В каких временных и пространственных рамках происходит подобное изменение языка, – это зависит от практических условий внешнего и внутреннего, природного и культурного порядка. Однако в каждом отдельном случае, у всякого индивида, во все времена и при всех обстоятельствах сама возможность и самый факт осуществления такого изменения обусловлен глубоко скрытым, почти незаметным эстетическим механизмом.

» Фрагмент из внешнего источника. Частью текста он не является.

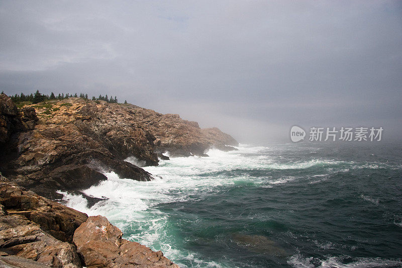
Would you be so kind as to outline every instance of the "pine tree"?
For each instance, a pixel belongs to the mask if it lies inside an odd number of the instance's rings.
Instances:
[[[34,99],[32,101],[32,103],[38,103],[43,101],[44,96],[39,93],[39,90],[36,91],[34,96]]]

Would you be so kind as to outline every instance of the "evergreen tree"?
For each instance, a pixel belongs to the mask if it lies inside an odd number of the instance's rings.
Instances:
[[[32,103],[38,103],[41,102],[43,102],[44,99],[44,96],[39,93],[39,90],[38,90],[36,91],[36,92],[35,93],[35,95],[34,96],[33,100],[32,101]]]

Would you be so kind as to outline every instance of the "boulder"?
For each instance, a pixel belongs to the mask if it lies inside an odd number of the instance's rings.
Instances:
[[[122,239],[122,235],[105,217],[92,216],[77,229],[73,241],[88,267],[178,268],[161,251]]]
[[[0,204],[8,214],[25,217],[60,240],[71,242],[75,229],[87,218],[85,213],[26,191],[4,177],[0,182]]]

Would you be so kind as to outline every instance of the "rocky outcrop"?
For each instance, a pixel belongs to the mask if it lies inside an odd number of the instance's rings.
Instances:
[[[24,260],[27,258],[52,267],[82,267],[71,243],[75,229],[87,218],[26,191],[0,174],[0,250],[2,255],[21,257],[3,257],[2,261],[13,267],[35,267]]]
[[[178,267],[122,235],[104,217],[88,218],[0,173],[0,267]]]
[[[180,118],[179,115],[163,115],[134,106],[127,109],[136,116],[136,121],[152,133],[159,153],[169,152],[171,156],[205,156],[208,148],[237,146],[231,136],[217,128],[201,129],[198,123]]]
[[[88,267],[178,268],[161,251],[122,239],[122,235],[105,217],[92,216],[77,229],[73,241]]]
[[[38,120],[34,108],[26,107],[19,112],[11,99],[0,94],[0,145],[8,142],[14,132],[33,129]]]
[[[57,190],[87,189],[113,170],[122,177],[149,181],[150,174],[124,161],[134,155],[157,164],[153,136],[125,118],[119,106],[84,100],[39,104],[35,129],[20,131],[4,145],[0,169],[20,185],[46,197],[60,199]],[[119,112],[120,111],[120,112]]]
[[[0,204],[8,215],[23,216],[62,241],[71,242],[75,229],[88,216],[0,178]]]
[[[207,156],[211,147],[235,149],[237,142],[216,128],[202,129],[178,115],[163,115],[132,105],[71,98],[26,106],[19,111],[0,99],[0,171],[19,185],[51,199],[57,190],[75,191],[107,180],[105,172],[137,181],[152,179],[125,161],[146,165],[158,156]],[[39,120],[38,120],[39,118]],[[1,141],[7,140],[7,142]]]

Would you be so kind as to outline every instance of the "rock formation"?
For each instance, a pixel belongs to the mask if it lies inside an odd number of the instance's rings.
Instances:
[[[202,129],[178,115],[163,115],[132,105],[71,98],[26,106],[19,111],[0,98],[0,171],[51,199],[57,190],[79,191],[114,171],[137,181],[150,174],[125,161],[147,165],[171,156],[206,156],[211,147],[235,149],[237,142],[216,128]]]
[[[87,267],[178,268],[162,251],[153,251],[122,235],[105,217],[92,216],[77,229],[73,241]]]
[[[104,217],[88,218],[0,173],[0,267],[178,267],[122,235]]]
[[[123,239],[106,218],[46,198],[87,189],[111,171],[152,179],[128,157],[156,165],[166,152],[206,156],[210,147],[237,145],[216,128],[135,105],[70,98],[17,109],[0,95],[0,172],[10,179],[0,173],[0,267],[178,267],[161,251]]]

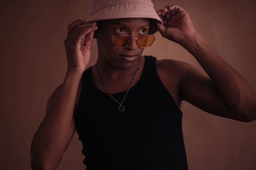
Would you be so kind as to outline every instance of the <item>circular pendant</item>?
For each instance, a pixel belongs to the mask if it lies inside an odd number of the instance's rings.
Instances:
[[[124,112],[124,105],[120,105],[118,107],[118,111],[120,111],[120,112]]]

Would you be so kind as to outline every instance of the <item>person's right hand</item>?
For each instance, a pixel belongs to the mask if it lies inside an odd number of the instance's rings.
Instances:
[[[83,74],[91,57],[91,44],[97,29],[96,22],[85,23],[85,20],[77,20],[68,25],[64,41],[68,72]],[[84,36],[84,42],[81,44]]]

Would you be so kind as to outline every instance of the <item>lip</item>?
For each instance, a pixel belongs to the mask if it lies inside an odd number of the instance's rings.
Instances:
[[[125,61],[132,61],[136,58],[136,57],[138,56],[138,54],[136,55],[120,54],[120,56],[123,57],[123,59]]]
[[[133,58],[134,56],[138,56],[138,54],[134,54],[134,55],[130,55],[130,54],[120,54],[120,56],[124,56],[127,58]]]

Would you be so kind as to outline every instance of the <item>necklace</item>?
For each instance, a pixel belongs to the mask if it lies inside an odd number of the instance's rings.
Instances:
[[[126,91],[125,95],[124,96],[124,99],[123,99],[123,100],[122,101],[121,103],[120,103],[118,101],[117,101],[108,92],[106,88],[105,88],[105,86],[104,86],[104,84],[103,84],[102,78],[101,77],[100,72],[99,71],[98,63],[97,63],[96,66],[97,66],[97,70],[98,73],[99,73],[99,77],[100,77],[101,85],[102,86],[103,89],[104,89],[104,91],[109,95],[109,97],[111,97],[116,103],[118,103],[118,104],[119,104],[119,107],[118,107],[118,111],[119,111],[119,112],[124,112],[124,110],[125,110],[125,107],[124,107],[124,106],[123,105],[123,103],[124,103],[124,100],[125,100],[125,98],[126,98],[126,96],[127,95],[127,93],[128,93],[130,89],[131,89],[131,87],[132,85],[133,82],[134,82],[134,80],[135,80],[135,77],[136,77],[139,71],[140,71],[140,60],[139,59],[139,66],[138,66],[138,68],[137,68],[137,70],[136,70],[136,72],[135,72],[134,75],[133,76],[132,80],[132,81],[131,82],[131,84],[130,84],[130,85],[129,86],[129,88],[128,88],[128,89],[127,89],[127,91]]]

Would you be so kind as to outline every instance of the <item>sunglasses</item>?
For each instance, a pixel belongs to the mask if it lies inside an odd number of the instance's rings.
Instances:
[[[110,36],[115,47],[116,48],[124,48],[125,45],[131,43],[131,40],[136,40],[138,46],[140,48],[144,48],[150,46],[156,39],[152,35],[141,35],[138,38],[132,38],[131,35],[118,35],[115,37],[112,37],[105,28],[104,29]]]

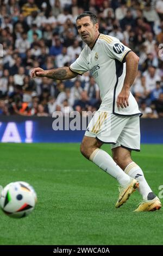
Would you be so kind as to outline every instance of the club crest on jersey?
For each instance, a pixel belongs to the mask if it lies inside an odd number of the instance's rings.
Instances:
[[[115,44],[113,46],[114,51],[116,53],[122,53],[124,49],[123,45],[121,45],[121,44]]]
[[[96,52],[95,55],[95,60],[97,60],[98,59],[98,55],[97,52]]]

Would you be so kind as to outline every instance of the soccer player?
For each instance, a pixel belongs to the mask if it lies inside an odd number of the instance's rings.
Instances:
[[[137,71],[139,57],[116,38],[99,33],[96,16],[86,11],[77,18],[78,33],[86,45],[70,67],[34,69],[32,77],[70,79],[90,71],[98,84],[102,103],[91,119],[80,146],[82,154],[117,179],[121,206],[136,188],[143,202],[135,211],[154,211],[161,204],[148,185],[142,170],[131,158],[140,151],[140,115],[130,92]],[[113,159],[100,148],[111,144]]]

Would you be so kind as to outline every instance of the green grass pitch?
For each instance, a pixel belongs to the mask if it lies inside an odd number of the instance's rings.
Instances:
[[[0,212],[0,245],[163,244],[162,209],[133,212],[141,199],[138,192],[115,209],[116,181],[85,159],[79,144],[1,144],[0,148],[0,184],[28,182],[38,197],[26,218]],[[109,145],[103,148],[110,153]],[[163,145],[142,145],[132,155],[157,195],[163,185],[162,152]]]

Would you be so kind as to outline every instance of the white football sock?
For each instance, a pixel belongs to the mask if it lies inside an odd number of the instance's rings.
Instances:
[[[139,182],[138,191],[142,196],[143,200],[150,200],[153,199],[152,197],[155,197],[155,195],[153,194],[147,182],[143,171],[136,163],[131,162],[126,167],[124,172]],[[152,198],[151,198],[151,197]]]
[[[121,185],[126,186],[130,181],[130,177],[115,163],[109,154],[102,149],[95,149],[90,157],[90,160],[116,179]]]

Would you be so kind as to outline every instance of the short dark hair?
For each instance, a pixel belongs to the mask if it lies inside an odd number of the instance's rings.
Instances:
[[[90,17],[91,21],[92,22],[93,25],[97,23],[97,17],[92,11],[84,11],[81,14],[79,14],[77,17],[76,21],[77,20],[80,20],[80,19],[83,18],[83,17],[86,17],[87,16]]]

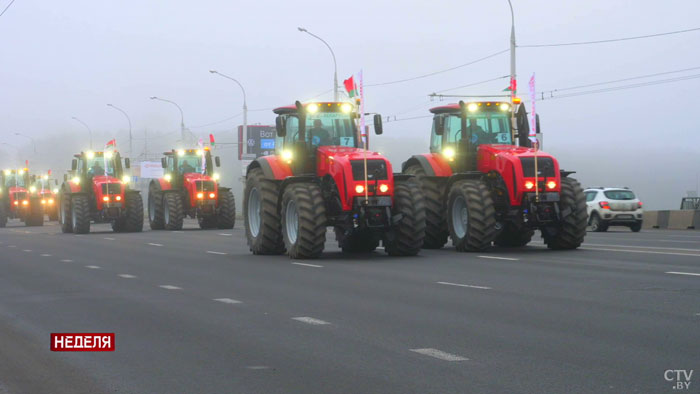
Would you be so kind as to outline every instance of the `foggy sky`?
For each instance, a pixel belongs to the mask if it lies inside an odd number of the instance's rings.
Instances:
[[[0,1],[0,7],[8,0]],[[698,27],[697,1],[587,2],[513,0],[519,45],[603,40]],[[72,153],[113,137],[128,145],[129,113],[135,152],[169,149],[180,116],[198,135],[234,142],[242,95],[248,107],[266,109],[297,99],[331,99],[333,63],[339,79],[364,71],[367,84],[448,69],[508,48],[510,12],[497,1],[46,1],[17,0],[0,17],[0,166],[28,159],[33,168],[70,167]],[[700,66],[700,32],[617,43],[519,48],[520,95],[536,73],[538,90],[562,89]],[[427,115],[440,104],[428,94],[509,73],[508,54],[411,82],[368,87],[367,109],[385,116]],[[632,82],[700,73],[699,70]],[[629,83],[629,82],[628,82]],[[507,79],[451,91],[497,94]],[[618,84],[619,85],[619,84]],[[604,87],[616,86],[605,85]],[[581,89],[585,90],[585,89]],[[696,101],[700,79],[537,102],[544,150],[562,168],[576,170],[585,186],[629,186],[647,209],[678,208],[700,173]],[[457,99],[447,100],[453,102]],[[212,124],[215,123],[215,124]],[[269,111],[251,111],[249,123],[274,124]],[[205,125],[205,126],[203,126]],[[373,149],[395,168],[428,150],[430,118],[385,123]],[[37,141],[38,154],[20,132]],[[233,146],[220,145],[224,173],[237,182]]]

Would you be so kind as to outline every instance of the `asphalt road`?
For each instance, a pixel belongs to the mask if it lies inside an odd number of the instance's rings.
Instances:
[[[700,392],[700,232],[253,256],[234,230],[0,229],[0,393]],[[58,353],[52,332],[113,332]]]

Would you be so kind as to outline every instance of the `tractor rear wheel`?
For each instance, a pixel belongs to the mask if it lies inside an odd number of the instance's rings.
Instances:
[[[180,193],[165,193],[163,195],[163,226],[168,231],[182,230],[185,218]]]
[[[236,200],[231,190],[219,191],[219,213],[216,224],[220,229],[231,229],[236,225]]]
[[[530,243],[534,234],[535,232],[529,227],[509,223],[493,243],[505,248],[519,248]]]
[[[436,178],[429,178],[419,165],[413,165],[406,169],[406,173],[418,178],[423,194],[425,195],[425,239],[423,247],[426,249],[440,249],[447,243],[450,235],[447,231],[445,219],[445,198],[443,187]]]
[[[562,216],[559,227],[542,231],[544,243],[550,249],[576,249],[583,243],[588,223],[586,197],[576,179],[562,178],[559,212]]]
[[[159,191],[157,186],[149,186],[148,223],[151,226],[151,230],[165,229],[163,209],[163,192]]]
[[[68,193],[61,193],[58,196],[58,222],[63,233],[73,232],[73,220],[71,213],[71,198]]]
[[[321,188],[295,183],[282,196],[282,236],[289,257],[314,259],[326,244],[326,207]]]
[[[415,256],[426,236],[425,196],[415,179],[394,181],[392,216],[401,215],[384,243],[390,256]]]
[[[71,196],[71,225],[75,234],[90,232],[90,203],[87,196],[74,194]]]
[[[277,202],[277,184],[254,168],[246,177],[243,221],[250,251],[254,254],[282,254],[284,241]]]
[[[447,225],[458,251],[477,252],[491,246],[496,238],[496,209],[483,181],[455,182],[447,207]]]

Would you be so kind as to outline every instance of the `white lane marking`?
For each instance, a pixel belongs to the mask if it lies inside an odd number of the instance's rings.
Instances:
[[[689,275],[689,276],[700,276],[700,274],[696,274],[694,272],[676,272],[676,271],[668,271],[666,272],[667,274],[671,275]]]
[[[466,357],[458,356],[456,354],[446,353],[446,352],[443,352],[442,350],[437,350],[437,349],[432,349],[432,348],[408,349],[408,350],[422,354],[424,356],[430,356],[430,357],[434,357],[434,358],[444,360],[444,361],[468,361],[469,360]]]
[[[437,283],[441,284],[441,285],[448,285],[448,286],[469,287],[471,289],[491,290],[490,287],[486,287],[486,286],[464,285],[461,283],[451,283],[451,282],[437,282]]]
[[[224,304],[240,304],[241,301],[232,298],[214,298],[214,301],[223,302]]]
[[[304,267],[323,268],[322,265],[316,265],[316,264],[307,264],[307,263],[292,263],[292,264],[303,265]]]
[[[499,256],[476,256],[482,259],[494,259],[494,260],[510,260],[510,261],[518,261],[520,259],[516,259],[513,257],[499,257]]]
[[[308,317],[308,316],[293,317],[292,320],[300,321],[300,322],[306,323],[306,324],[313,324],[316,326],[321,326],[324,324],[331,324],[331,323],[328,323],[327,321],[314,319],[313,317]]]

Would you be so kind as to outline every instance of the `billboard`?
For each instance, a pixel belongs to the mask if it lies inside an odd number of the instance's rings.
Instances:
[[[248,125],[248,135],[243,135],[243,126],[238,126],[238,160],[244,155],[255,157],[275,153],[275,126]]]

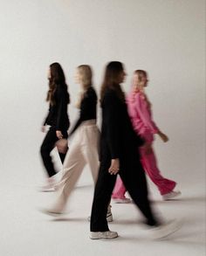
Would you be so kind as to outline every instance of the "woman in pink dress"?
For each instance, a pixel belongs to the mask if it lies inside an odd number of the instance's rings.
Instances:
[[[148,74],[143,70],[136,70],[133,77],[131,93],[127,95],[127,109],[134,129],[145,141],[147,146],[140,150],[143,168],[157,186],[163,200],[170,200],[178,197],[181,192],[175,191],[176,183],[162,176],[157,166],[157,161],[153,149],[154,135],[158,135],[167,142],[168,138],[155,125],[152,119],[151,103],[144,92],[148,84]],[[129,203],[130,199],[125,197],[125,186],[119,178],[113,192],[113,199],[116,203]]]

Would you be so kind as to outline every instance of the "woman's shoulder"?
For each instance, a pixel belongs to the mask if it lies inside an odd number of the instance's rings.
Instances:
[[[67,86],[66,85],[63,85],[63,86],[58,85],[57,88],[56,88],[56,92],[57,92],[57,93],[60,93],[60,94],[68,93]]]
[[[93,97],[97,98],[97,93],[93,86],[90,86],[86,92],[86,97]]]

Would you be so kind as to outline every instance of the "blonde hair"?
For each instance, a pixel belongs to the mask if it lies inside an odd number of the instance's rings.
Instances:
[[[137,69],[134,72],[134,74],[138,75],[138,80],[139,82],[141,82],[142,78],[148,78],[148,73],[145,70],[141,70],[141,69]],[[143,92],[143,95],[144,95],[144,100],[147,101],[148,105],[149,107],[152,107],[151,102],[148,100],[148,96],[146,95],[145,92]],[[134,98],[133,99],[134,100]]]
[[[93,85],[93,72],[88,65],[80,65],[78,66],[78,71],[81,76],[82,85],[84,89],[86,90]]]
[[[86,90],[93,86],[93,71],[88,65],[80,65],[77,67],[79,75],[81,77],[81,82],[83,85],[83,91],[79,92],[78,101],[75,104],[76,107],[79,108],[82,100],[85,98]]]

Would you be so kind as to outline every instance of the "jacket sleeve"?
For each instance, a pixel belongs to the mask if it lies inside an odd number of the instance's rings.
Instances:
[[[106,141],[109,145],[112,159],[119,158],[119,109],[120,100],[115,95],[115,93],[110,93],[105,95],[104,98],[104,123],[106,126]]]
[[[144,125],[150,130],[152,134],[156,134],[159,128],[152,120],[151,114],[148,109],[145,100],[138,93],[135,97],[135,108],[138,112],[140,118]]]
[[[61,130],[62,121],[64,113],[67,108],[67,98],[66,93],[62,88],[58,88],[57,91],[58,110],[57,110],[57,124],[56,129]]]

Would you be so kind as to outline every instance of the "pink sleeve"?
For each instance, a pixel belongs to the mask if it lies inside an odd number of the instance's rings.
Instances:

Форму нашей речи можно сравнить с формой нашей одежды. Практическая жизнь принуждает нас и предлагает нам всевозможные образцы. Наш вкус, однако, решает при выборе фасона и цвета. История языка, какую дает нам историческая грамматика, есть, грубо говоря, то же самое, что история одежды, не исходящая из понятия моды или вкуса времени, хронологически и географически упорядоченный список пуговиц, булавок, чулок, шляп и лент. В исторической грамматике пуговицы и ленты называются, например, ослабленным или полным, глухим е, звонким d и т.д.

Конечно, без такого перечня пуговиц и булавок невозможна ни одна история языка.

Однако притязать на научный характер может только та история языка, которая рассматривает весь практически причинный ряд лишь с целью найти в нем особый эстетический ряд, так чтобы лингвистическая мысль, лингвистическая истина, лингвистический вкус, лингвистическое чувство или, как говорит Гумбольдт, внутренняя форма языка в своих физически, психически, политически, экономически и вообще культурно обусловленных изменениях стала ясной и понятной.